Some criminal justice advocates are saying this is yet another case of a black man being caught in a net for a crime he didn’t commit, because the system is against him.

“I think that this is just another example of racism and discrimination in our country,” sophomore Anna Waldron said. “I think it’s really disgusting how this is continuing to be a problem, even though we have come a long way. It’s really, really, really unfair that somebody who has evidence of his innocence is going to face not only a prison sentence but death.”

“I think it’s inhumane and wrong for somebody to be faced with such… serious allegations for something that he didn’t even do,” she said.

Fennell denies killing Stites. His lawyer argues that it is “inconceivable” that people coming forward with new testimonies are being truthful, and that they would have spoken up sooner if their accounts are accurate. 
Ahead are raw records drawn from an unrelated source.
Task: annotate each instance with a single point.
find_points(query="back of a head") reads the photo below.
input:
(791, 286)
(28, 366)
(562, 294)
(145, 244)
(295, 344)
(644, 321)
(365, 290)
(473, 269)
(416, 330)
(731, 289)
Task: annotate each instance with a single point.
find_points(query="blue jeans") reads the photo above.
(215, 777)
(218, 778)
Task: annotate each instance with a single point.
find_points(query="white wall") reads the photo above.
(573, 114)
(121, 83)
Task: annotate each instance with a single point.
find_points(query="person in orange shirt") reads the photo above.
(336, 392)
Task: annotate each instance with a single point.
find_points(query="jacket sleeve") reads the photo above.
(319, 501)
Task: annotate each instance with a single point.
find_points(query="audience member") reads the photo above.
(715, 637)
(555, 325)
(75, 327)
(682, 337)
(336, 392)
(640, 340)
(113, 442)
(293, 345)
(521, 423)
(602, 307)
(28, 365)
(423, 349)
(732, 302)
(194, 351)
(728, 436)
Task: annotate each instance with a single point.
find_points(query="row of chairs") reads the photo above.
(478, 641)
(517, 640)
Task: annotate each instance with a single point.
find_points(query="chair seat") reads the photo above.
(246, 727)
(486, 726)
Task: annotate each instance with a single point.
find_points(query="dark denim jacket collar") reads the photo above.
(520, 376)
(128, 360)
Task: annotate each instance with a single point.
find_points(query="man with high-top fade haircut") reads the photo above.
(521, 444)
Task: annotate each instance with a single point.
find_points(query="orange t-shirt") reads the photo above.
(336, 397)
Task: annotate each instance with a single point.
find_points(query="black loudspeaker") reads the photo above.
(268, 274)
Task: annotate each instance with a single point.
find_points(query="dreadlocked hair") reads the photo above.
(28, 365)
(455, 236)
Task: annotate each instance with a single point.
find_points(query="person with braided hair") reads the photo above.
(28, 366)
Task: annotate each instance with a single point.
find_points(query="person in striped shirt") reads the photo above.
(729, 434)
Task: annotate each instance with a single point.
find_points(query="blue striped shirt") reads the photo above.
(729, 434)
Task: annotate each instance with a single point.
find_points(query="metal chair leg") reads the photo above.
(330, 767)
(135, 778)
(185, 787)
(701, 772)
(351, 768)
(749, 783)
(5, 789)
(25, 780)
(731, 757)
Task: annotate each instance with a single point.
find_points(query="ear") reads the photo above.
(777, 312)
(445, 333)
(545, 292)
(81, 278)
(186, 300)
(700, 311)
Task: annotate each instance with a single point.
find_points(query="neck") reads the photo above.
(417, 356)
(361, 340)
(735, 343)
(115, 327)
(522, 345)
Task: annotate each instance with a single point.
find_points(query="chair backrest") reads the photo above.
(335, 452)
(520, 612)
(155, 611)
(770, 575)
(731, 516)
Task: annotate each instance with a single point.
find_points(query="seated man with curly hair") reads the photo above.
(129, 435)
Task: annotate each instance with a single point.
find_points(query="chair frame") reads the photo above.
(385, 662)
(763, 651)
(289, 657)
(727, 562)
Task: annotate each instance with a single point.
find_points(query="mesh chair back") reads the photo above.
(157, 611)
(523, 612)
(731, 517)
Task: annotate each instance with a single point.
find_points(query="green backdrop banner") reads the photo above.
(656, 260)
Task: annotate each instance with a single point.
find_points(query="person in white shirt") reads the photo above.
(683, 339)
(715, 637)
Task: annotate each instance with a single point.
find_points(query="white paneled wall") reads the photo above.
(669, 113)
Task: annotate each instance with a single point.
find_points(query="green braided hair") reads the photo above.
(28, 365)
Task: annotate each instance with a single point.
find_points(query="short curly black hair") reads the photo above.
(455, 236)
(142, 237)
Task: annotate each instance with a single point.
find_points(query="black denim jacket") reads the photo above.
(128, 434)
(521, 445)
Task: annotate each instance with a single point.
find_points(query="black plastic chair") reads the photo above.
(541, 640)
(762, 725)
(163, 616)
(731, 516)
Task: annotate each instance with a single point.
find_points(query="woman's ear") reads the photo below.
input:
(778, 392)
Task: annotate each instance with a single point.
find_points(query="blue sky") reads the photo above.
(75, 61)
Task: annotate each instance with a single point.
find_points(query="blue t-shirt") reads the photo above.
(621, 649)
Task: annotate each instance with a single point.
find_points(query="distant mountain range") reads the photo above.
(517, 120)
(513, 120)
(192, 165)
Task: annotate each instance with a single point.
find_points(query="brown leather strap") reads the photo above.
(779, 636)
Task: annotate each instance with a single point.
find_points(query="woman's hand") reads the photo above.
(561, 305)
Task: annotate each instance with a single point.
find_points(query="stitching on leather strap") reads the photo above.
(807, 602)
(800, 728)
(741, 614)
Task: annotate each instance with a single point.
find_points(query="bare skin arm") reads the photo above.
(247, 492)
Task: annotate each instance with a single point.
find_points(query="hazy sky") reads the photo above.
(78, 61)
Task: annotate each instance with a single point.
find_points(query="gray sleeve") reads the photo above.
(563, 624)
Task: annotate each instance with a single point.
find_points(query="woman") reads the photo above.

Prosecutors accused Reed of attacking and/or sexually assaulting six women aside from Stites, and according to Benjet, Reed has denied these allegations. One of the women Reed was accused of attacking, Linda Schlueter, said that Reed “is not innocent at all and all these people that think he’s innocent, I’m so sorry, they’re so blinded.”

Advocates for Reed are hopeful that through the power of social media, protests, and petitions he will get a retrial, in which more evidence would be reviewed, potentially leading to his freedom.

“I know [that] we don’t [always] think about death… [but] we need to try and not take our life for granted because, like [Reed], one day we could just be at the wrong spot at the wrong time, [and] someone could blame us for something that we didn’t do and — just like that — our lives can be taken away from us,” Gach said. “So we have to be aware that these things do happen and this really is the real world.”